Does anyone have any reasonable intutition about the normalization method used for the spectrograms in TTS training?

erogol · March 9, 2020, 3:07pm

So there are different TTS libraries out there and I see they all use different normalization methods for spectrogram normalization in model training.

Right now in Mozilla TTS what we do is the following;

apply preemphasis to wav
compute the spectrogram by stft
audio.amp_to_db() - convert amplitude to decibel with 20 * np.log10(np.maximum(min_level, x))
audio._normalize() - normalize the spectrogram into the range [-4,4] assuming minimum db is -100

github.com

mozilla/TTS/blob/master/utils/audio.py#L151


def apply_preemphasis(self, x):
    if self.preemphasis == 0:
        raise RuntimeError(" [!] Preemphasis is set 0.0.")
    return scipy.signal.lfilter([1, -self.preemphasis], [1], x)
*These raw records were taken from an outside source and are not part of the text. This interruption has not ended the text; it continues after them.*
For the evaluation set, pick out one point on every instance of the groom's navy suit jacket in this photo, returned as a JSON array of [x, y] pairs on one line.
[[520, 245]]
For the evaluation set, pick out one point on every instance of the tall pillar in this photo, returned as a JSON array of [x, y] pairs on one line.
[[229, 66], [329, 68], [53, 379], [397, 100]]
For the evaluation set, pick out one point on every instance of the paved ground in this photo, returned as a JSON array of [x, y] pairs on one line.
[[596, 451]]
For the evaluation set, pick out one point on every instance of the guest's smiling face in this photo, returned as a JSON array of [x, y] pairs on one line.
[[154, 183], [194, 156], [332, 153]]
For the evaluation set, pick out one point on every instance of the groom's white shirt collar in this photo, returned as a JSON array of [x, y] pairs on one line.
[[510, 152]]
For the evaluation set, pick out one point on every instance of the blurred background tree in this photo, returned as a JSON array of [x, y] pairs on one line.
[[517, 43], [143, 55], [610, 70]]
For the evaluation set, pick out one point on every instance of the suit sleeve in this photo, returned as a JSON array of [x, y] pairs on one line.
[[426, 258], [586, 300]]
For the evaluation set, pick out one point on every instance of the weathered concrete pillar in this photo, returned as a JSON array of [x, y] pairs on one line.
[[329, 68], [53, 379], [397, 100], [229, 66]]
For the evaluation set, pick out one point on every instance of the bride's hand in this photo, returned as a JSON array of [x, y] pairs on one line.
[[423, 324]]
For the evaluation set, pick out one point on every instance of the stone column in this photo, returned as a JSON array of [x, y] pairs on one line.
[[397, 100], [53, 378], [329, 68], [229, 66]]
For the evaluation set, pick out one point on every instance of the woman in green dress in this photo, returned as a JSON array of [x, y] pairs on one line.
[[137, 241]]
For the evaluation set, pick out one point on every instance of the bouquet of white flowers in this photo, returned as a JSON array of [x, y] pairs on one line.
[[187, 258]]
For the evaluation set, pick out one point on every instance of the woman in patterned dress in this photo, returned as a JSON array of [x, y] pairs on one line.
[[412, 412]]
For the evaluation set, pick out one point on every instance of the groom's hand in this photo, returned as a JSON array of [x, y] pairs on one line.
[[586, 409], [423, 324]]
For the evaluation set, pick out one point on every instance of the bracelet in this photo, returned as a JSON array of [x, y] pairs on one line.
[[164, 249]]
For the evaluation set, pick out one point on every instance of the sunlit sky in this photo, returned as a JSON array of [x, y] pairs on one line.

def apply_inv_preemphasis(self, x):
    if self.preemphasis == 0:
        raise RuntimeError(" [!] Preemphasis is set 0.0.")
    return scipy.signal.lfilter([1], [1, -self.preemphasis], x)


def spectrogram(self, y):
    if self.preemphasis != 0:
        D = self._stft(self.apply_preemphasis(y))
    else:
        D = self._stft(y)
    S = self._amp_to_db(np.abs(D)) - self.ref_level_db
    return self._normalize(S)


def melspectrogram(self, y):
    if self.preemphasis != 0:
        D = self._stft(self.apply_preemphasis(y))

First of all, does anyone see any problem here?

The only obvious thing above is that preemphasis operation is hard to recover if you do batch inference. There is no straight forward implementation of it in CUDA since de-preemphasis operation has a temporal dependency in itself. Y
ou can approximate it by using RNN layers but it is slow. Hence, I guess it makes sense to drop preemphasis. This also makes our model incompatible with the latest vocoder models.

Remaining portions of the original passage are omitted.